Having previously demonstrated a controlled “Test Capture”, the mission had moved on to an “Autonomous Capture” demonstration. Among the “anomalies” experienced, one issue couldn’t be resolved: four of the servicer’s eight thrusters stopped working, which affected the ability to perform the planned capture.
Making a statement on the progress of its workarounds, the company writes:
“With safety always paramount, our team has used a complex mix of burns with the remaining thrusters, aerodynamic drag, and the natural perturbations of Earth’s gravity to bring the servicer safely back to a distance where we can continue with operations.”

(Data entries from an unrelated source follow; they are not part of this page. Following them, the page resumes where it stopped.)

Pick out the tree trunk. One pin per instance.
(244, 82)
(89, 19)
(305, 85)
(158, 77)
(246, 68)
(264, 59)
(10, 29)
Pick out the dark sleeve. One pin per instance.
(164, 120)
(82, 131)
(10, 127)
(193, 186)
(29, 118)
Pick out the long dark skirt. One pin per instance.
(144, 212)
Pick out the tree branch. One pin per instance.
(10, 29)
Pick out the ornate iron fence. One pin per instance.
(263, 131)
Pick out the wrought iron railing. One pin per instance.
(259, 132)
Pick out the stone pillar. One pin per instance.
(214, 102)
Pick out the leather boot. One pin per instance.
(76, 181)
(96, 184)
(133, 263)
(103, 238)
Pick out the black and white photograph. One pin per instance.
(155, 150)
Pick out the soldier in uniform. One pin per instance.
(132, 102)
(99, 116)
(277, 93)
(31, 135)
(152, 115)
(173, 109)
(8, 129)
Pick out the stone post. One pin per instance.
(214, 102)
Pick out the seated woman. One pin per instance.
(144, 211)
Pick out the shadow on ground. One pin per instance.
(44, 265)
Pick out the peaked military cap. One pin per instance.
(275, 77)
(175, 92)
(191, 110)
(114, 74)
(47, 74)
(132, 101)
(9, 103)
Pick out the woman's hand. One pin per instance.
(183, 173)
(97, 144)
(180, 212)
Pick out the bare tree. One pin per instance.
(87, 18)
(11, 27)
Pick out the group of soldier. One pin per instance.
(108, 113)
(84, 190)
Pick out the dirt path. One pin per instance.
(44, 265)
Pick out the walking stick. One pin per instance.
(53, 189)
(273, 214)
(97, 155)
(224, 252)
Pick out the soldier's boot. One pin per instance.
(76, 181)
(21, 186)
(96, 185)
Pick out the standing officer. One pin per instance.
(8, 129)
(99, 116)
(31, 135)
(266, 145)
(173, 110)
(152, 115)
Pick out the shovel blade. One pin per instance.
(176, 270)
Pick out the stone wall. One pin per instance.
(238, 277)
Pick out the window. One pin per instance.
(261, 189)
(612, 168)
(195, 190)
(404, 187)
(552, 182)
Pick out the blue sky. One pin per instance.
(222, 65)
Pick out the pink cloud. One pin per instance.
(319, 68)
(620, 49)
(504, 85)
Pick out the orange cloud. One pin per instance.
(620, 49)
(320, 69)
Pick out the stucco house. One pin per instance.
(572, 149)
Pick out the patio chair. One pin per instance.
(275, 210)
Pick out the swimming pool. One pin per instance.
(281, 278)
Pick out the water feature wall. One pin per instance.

“With this in mind, we are planning for a controlled close approach in the near future. We plan to maneuver the servicer to a distance of 160m from the client and validate the ability of the servicer’s low power radio sensor to detect and track the client, effectively enabling a transition from absolute to relative navigation.”
“We then plan to maneuver the servicer away from the client to a safe distance while we analyze the potential for a safe and viable recapture plan.”
Some of the phases of the full mission are pictured below.
Astroscale is a Tokyo-based startup, but its In-orbit Servicing Control Centre is at the Satellite Applications Catapult in Harwell, in the UK.
What does ELSA-d stand for? End-of-Life Services by Astroscale-demonstration.
ELSA-d Phase 3A
We covered Astroscale’s ELSA-d mission back in August 2021, when the company announced the completion of Phase 3A.
It successfully tested its ability to capture its client spacecraft using the servicer’s magnetic system, validating ELSA-d’s ability to dock with a client, such as a defunct satellite.
The next phase of testing was to address “Capture without Tumbling”, where the client was separated to a greater distance, and the method of rendezvous and docking would rely on a combination of on-board autonomous software and ground processing of telemetry and commands.